WITH the arrival of October, the year has entered the beginnings of old age. And yet, symbol of senility or not, the current month has proved itself remarkably resilient by stubbornly resisting over the centuries a myriad of attempts to change its name.
Although it is the 10th month of our year, October has retained the misleading Roman designator "Number Eight". September, November and December, being numbers seven, nine and 10 respectively, are similarly disadvantaged, and recall the old Roman practice of beginning every year with March.
The first official attempt to change October's name was by the Roman Emperor Domitian. No doubt conscious that his predecessors, Augustus and Julius Caesar, had months named in their honour. Domitian tried to sequester October for himself late in the first century AD, he changed it to Domitianus, although the change did not long survive his death in AD 96. Then, 40 year later, the Emperor Antonius Pius tried a more subtle approach he renamed the month Faustinus after his wife, Faustina. And towards the end of the second century AD October was again renamed Invictus, "the unconquered", this time the allusion being, we are told to the athletic prowess of the new emperor, Commodus.

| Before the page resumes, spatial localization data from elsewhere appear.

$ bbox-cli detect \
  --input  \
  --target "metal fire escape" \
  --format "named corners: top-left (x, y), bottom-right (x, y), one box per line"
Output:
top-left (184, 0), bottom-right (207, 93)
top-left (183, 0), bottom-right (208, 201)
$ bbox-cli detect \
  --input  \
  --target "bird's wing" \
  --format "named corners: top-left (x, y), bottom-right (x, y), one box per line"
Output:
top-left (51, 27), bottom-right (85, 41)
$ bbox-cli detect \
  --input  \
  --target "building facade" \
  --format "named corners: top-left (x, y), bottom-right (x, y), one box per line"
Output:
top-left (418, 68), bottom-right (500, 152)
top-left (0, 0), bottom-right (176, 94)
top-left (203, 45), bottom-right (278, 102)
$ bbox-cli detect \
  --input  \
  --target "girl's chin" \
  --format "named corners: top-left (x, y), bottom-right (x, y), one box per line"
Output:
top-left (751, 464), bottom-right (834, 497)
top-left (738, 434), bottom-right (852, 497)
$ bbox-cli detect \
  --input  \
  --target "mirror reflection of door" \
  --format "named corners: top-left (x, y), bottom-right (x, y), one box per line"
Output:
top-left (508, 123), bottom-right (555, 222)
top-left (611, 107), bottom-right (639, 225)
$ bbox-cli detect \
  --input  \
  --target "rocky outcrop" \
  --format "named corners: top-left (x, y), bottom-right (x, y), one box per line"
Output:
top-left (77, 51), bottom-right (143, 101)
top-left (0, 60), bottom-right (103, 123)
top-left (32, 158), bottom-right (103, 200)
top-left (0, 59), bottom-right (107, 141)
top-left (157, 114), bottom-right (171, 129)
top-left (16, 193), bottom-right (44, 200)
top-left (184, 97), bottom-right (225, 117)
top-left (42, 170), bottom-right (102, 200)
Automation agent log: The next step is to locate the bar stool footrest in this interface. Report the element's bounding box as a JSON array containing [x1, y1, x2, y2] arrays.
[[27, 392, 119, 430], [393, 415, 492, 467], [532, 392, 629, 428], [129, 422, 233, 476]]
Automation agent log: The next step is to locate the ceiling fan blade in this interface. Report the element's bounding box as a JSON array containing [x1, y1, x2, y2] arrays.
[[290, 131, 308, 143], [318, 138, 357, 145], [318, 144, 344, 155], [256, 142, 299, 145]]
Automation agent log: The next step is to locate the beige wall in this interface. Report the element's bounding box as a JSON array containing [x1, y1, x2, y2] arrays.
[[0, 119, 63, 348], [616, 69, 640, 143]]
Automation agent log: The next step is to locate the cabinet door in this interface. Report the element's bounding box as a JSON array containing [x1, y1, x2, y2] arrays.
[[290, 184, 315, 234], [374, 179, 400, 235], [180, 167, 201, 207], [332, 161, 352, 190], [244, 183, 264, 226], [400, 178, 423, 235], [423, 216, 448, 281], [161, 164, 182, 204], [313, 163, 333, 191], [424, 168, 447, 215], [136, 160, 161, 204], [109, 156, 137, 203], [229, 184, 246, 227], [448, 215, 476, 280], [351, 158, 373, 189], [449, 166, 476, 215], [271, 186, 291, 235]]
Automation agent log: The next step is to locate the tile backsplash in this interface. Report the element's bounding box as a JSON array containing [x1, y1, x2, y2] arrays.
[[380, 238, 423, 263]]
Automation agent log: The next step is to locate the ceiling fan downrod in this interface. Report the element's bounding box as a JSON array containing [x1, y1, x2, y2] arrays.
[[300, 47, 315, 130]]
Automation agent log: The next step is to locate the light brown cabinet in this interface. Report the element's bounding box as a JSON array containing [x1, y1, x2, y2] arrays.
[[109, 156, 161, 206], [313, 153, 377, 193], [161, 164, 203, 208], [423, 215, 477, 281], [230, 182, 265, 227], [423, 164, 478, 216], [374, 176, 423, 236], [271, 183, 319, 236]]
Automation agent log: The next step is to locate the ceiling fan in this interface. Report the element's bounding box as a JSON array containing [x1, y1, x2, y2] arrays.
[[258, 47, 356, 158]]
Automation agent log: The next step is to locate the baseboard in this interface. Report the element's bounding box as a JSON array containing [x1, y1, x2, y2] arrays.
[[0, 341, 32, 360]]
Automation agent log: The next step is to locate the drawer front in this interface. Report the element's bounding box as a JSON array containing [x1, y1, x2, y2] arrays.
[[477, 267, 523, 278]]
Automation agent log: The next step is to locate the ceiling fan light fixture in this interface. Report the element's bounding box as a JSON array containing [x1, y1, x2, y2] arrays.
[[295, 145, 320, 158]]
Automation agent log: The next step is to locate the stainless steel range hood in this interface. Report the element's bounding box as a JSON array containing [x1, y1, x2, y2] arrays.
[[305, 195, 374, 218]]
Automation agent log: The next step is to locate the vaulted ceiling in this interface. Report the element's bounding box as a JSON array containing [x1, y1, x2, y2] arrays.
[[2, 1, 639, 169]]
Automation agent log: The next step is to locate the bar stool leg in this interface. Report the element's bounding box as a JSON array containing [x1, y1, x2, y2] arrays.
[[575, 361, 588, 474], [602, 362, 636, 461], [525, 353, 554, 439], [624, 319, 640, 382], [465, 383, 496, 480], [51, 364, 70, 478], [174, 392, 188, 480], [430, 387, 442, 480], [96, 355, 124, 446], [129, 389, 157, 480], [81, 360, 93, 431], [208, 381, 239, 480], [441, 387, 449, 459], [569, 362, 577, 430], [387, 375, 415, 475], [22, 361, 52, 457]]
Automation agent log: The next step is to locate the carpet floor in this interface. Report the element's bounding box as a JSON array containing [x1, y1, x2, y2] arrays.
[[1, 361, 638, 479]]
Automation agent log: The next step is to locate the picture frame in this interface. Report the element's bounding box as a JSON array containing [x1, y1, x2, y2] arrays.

Numerically, the Scandinavians got it right. They called October Teomonath the 10th month. The Anglo Saxons during the Dark Ages, on the other hand, called October Winter fylleth, "winter full moon", from the supposed beginning of winter with the full moon in October. Alternatively, they called it Win Monath, the month for making wine, and so indeed did the French revolutionaries when they concocted their Republican Calendar in 1792. The period from September 22nd to October 21st was known as Vendemiaire the time of vintage.
But to us, October, good or ill, is still October, and its weather brings a turning of the year. It is colder, wetter, darker and windier than its predecessors, and a stern reminder to us of the rigours of returning winter. And yet it sometimes has a gentler side. Now and then towards the end of October, or during the first week or so of November, there occurs a spell of quiet, hazy, unseasonably warm weather a so called "Indian Summer", whose spirit the American writer Henry Adams captured by inverting, more or less, our opening metaphor. "The Indian Summer of life should be a little sunny and a little sad, and infinite in wealth and depth of tone just like the season.